Often the unsung hero of Kiwi motorsport - probably better regarded in Europe and the Porsche factory than at home - Baird (above) cleaned up his 10th Porsche title in 2012 by winning the Australian Carrera Cup with a round to go.
He may not be getting faster as he gets older, but Baird is certainly a crafty competitor. While the rest of the field was getting the hang of their cars, Baird scorched out to a four-race winning burst, followed by a five-win streak later in the season.
He had some serious competition in Jonny Reid and Alex Davison, but still came out on top. He has had more wins in a Porsche than just about any man alive.
Kiwi motocross riders tasted success with Darryll King winning the Veteran Motocross World Cup and Josh Coppins winning the Aussie MX1 title, but young Levi Sherwood stood atop the world.
After suffering some serious t injuries over the past 18 months, Sherwood took on the best X-Fighters in the world and was crowned world champion. Not too shabby for a young bloke from a Manawatu farm who's made it on his own as one of the most respected freestyle motocross riders and the youngest title-holder at 21.
"It's been a long series and there's been ups and downs," he said. "I'm not as much of a free spirit as I used to be. Before the crashes I would just think of doing a backflip, or whatever, and once it was in my head I just had to go and do it straight away. Now it's a lot easier to decide not to do something. So there's more to come yet."
The new kid on the V8 Supercars block with all the goods to be a bright star is a Kiwi. With Shane van Gisbergen leaving the sport, Scott McLaughlin could be the driver to take it to the Aussies.
After winning the 2012 Development Series, McLaughlin signed with Gary Rogers Motorsport to replace Michael Caruso. In his first Bathurst 1000, McLaughlin finished sixth with Jonathon Webb. At the Sydney 500 Rogers gave him the keys to the team's main car, which the young Kiwi bought home 17th.
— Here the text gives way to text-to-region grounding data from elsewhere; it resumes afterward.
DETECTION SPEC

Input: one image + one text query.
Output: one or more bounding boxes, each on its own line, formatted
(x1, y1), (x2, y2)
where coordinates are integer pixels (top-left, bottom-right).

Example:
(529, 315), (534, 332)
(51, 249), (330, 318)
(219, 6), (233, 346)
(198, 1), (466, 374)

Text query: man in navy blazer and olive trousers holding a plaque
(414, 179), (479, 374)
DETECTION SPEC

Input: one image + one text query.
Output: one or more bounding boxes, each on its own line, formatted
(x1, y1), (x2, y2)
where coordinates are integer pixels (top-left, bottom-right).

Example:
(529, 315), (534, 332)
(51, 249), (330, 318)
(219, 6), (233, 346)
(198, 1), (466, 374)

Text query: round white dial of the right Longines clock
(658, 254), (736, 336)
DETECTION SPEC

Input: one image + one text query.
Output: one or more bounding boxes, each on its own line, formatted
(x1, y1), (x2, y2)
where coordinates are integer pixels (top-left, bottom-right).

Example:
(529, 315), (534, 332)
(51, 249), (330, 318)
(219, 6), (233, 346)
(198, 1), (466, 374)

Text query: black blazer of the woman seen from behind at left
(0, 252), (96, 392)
"All signed up now and I'm pretty happy," he said. "There were a few options on the table for me but I'm really happy with this one. And I think it's the right one for me. This is what I've been working towards from way back when I was in karts."
Shane van Gisbergen
His decision to leave the sport in which he's spent his career can't have been easy. But when the fun's gone out of it or you need a rest, it's always best to walk away.
Van Gisbergen was one of the shining lights in V8 Supercars and was part of a championship-winning team in SBR. But the young fellow wanted his life back so he negotiated his way out of his contract and headed home.
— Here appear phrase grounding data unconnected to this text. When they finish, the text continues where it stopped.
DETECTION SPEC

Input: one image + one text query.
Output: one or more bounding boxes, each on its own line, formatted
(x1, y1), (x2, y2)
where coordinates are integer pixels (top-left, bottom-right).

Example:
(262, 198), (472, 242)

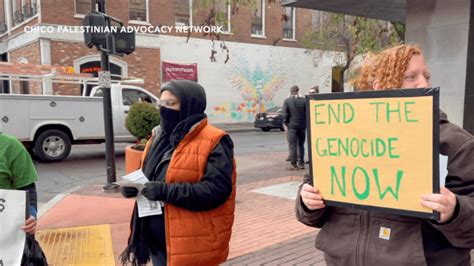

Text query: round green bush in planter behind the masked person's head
(125, 102), (160, 143)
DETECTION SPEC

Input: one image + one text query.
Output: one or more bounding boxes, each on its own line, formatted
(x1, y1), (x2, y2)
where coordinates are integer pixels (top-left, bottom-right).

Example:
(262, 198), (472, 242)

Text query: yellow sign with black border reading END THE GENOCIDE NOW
(308, 89), (439, 219)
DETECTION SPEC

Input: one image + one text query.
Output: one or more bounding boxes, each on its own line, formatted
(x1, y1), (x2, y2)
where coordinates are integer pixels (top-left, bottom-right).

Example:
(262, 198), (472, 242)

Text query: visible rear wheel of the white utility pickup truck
(34, 129), (71, 162)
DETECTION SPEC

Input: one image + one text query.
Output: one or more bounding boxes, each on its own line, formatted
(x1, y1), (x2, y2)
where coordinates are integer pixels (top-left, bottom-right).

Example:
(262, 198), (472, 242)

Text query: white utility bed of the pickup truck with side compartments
(0, 94), (104, 141)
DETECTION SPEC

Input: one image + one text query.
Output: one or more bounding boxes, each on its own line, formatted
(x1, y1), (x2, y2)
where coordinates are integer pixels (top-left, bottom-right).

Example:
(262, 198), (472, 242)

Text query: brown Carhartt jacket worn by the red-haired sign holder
(296, 112), (474, 266)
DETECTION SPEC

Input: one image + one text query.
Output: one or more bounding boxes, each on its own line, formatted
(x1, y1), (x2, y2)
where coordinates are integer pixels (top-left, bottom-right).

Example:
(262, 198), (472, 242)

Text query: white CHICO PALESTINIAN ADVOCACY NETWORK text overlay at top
(23, 25), (224, 34)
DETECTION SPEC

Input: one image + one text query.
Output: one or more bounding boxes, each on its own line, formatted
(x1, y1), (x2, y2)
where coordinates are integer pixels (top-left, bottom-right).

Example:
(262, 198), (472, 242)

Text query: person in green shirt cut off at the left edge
(0, 132), (38, 234)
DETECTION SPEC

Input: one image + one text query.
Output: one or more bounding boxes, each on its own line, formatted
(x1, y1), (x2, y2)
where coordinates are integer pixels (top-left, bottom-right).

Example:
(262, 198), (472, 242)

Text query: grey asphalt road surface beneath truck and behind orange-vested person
(35, 126), (287, 214)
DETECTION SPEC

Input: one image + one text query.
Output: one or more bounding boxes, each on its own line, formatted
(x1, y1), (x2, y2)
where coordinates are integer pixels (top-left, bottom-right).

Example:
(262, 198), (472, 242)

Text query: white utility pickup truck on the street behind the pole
(0, 84), (158, 162)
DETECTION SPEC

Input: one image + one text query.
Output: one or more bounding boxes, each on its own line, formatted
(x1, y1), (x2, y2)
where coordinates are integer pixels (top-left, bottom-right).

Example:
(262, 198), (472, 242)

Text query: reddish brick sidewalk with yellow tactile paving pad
(37, 150), (324, 265)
"It's a bit weird and I'm sad to be leaving but I'm also really excited about the future," he said. "It's sort of like leaving a family [SBR] as I've been here 5 years. I'm looking forward to being 18, 19, 21 etcetera and going and having some fun. Don't get me wrong, it's been good in V8s, but it's time I just went and had some fun and do different stuff." Maybe rallying? Watch this space.
His march towards his third consecutive overseas championship came to a sudden halt on June 5 when he was in a big accident at Spa Francorchamps, breaking two vertebrae and has been in rehab since.
After dominating the German ADAC and F3 series, Stanaway was relishing the idea of stepping up to the Formula Renault championship.
"It's not been very easy at all, but I guess it's things like this that make you stronger," he said. "I'm definitely looking ahead now and I'm keen to get back in the car as soon as I can."
He managed a few laps at Hampton Downs this week as promotion for the Toyota Racing Series.
The four-time Bathurst winner has had a few lean years and is a free agent in 2013. By his own admission, 2012 was his worst season, indicated by two DNFs in Sydney, and Murphy isn't overly confident of the phone ringing in the next few weeks.
"I'm pretty annoyed by how it's all panned out and the crap performances this year. I feel bad for everyone involved, including all my sponsors. Nothing seems very positive at the moment and everything is out of my control."